Thursday, February 17, 2022

Review: UNTETHERED by KayLynn Flanders


 Rating: 3/5 stars

I really enjoyed Shielded and jumped right into Untethered as soon as I finished it. This is a fast-paced political high fantasy series with high stakes and lots of political intrigue, scheming, and machinations, plus a touch of romance.

Warning: Reading the synopsis of Untethered and even knowing who the POV characters are in this book will spoil you for the ending of Shielded. I will be talking about both POV characters, so if you don’t want to be spoiled for Shielded then don’t continue reading this review. There are no spoilers ahead for Untethered though.

While Jenna was our protagonist in the first book, Untethered follows two new POV characters: Chiara, Princess of Turia; and Ren, king of Halendi. Jenna isn’t a POV character anymore but we do still get to see cameos of her in this story. I liked the switch of character viewpoints because I feel like I got to know the cast of characters in a whole different way in this book. I also liked having another love story with romantic tension, and we wouldn’t have gotten that if Jenna was this book’s POV character again. One small problem, however, was that at times Chiara and Ren had the same character voice, so it was hard to tell them apart. This was especially the case in the latter half of the book when the two are together and doing, thinking, and worrying about the same things. Sometimes I had to flip back to the chapter’s start to remember whose mind I was in. 

We also got to see a lot more of Mari in this book, who I loved in the first book. The problem, though, is that Mari is eight years old but she’s written as if she were only four or five. Eight-year-olds are not dumb, but everyone acts like Mari’s so ignorant about all the danger going on around them, and she herself talks as if she’s just on some fun adventure and isn’t in actual mortal peril. That seemed quite unrealistic to me. I know many eight-year-olds who are wise for their age and can understand what danger is and know when they’re in an unsafe situation. I wish either Mari was written as being younger or was written as being more aware of her situation. 

Both Shielded and Untethered are journey books, where the characters spend a good portion of the novel going on a physical journey across the land to reach a specific destination for a purpose that progresses the overall plot. Untethered actually has two separate journeys in it. The stories don’t necessarily fall into the hero’s journey archetype, but people who enjoy those kinds of stories will probably enjoy this duology. Aside from the journey, both books also have a good amount of court politics taking place, so these books feel like a mix of a couple different types of fantasy stories, which I thought was nice. Usually, we get one or the other but not both so prominently in one story.

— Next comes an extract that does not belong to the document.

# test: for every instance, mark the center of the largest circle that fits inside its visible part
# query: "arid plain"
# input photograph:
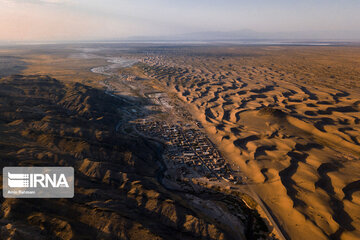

Journey books typically end with the characters reaching the destination and that’s the resolution, but in these books, the journey ends mid-book while the plot is still in high gear. It was a technique I feel like I haven’t seen a lot of, so it was refreshing to me.

I really wish this series had a map. I feel like it’s a detriment to these books that there’s no map to accompany them, especially since so much of the plot relies on traversing the land and knowing about specific locations and which routes to take to get there and which lands border each other. A series that talks about geography as much as this one does should definitely have a map, but it doesn’t, and that makes me sad. 

My opinions on this second installment seem fairly split. There were a lot of facets of the story that I enjoyed: getting to both see old characters and get to know new characters; there being lots of adventure; lots of political intrigue, including disguises and betrayals and twists; discussions about trust, both in trusting someone to not be two-faced but also trusting someone to take care of your heart; a very slow-burn but satisfying romance; and the character arc of Chiara, a protagonist who is often viewed as weak and dismissed by the people around her but who wanted to find her strength and purpose and set out to do so without letting anyone’s expectations or opinions get in her way. 

However, there were also a lot of aspects about this book that didn’t work for me: the two POV characters having similar voices; characterization traits that didn’t match the characters; the lack of a map; the fact that while this story started out fast-paced, the last 100 pages were very slow-moving and were hard for me to get through, making the pacing of the whole book feel uneven; and the book being longer than it needed to be. 

Overall, I would still recommend this duology, especially the first book, Shielded, which I thought was the stronger of the two. I enjoyed the overall story and the characters, and I appreciated seeing a clean book in YA fantasy. I think KayLynn Flanders is a good writer, and I look forward to seeing what she comes out with next.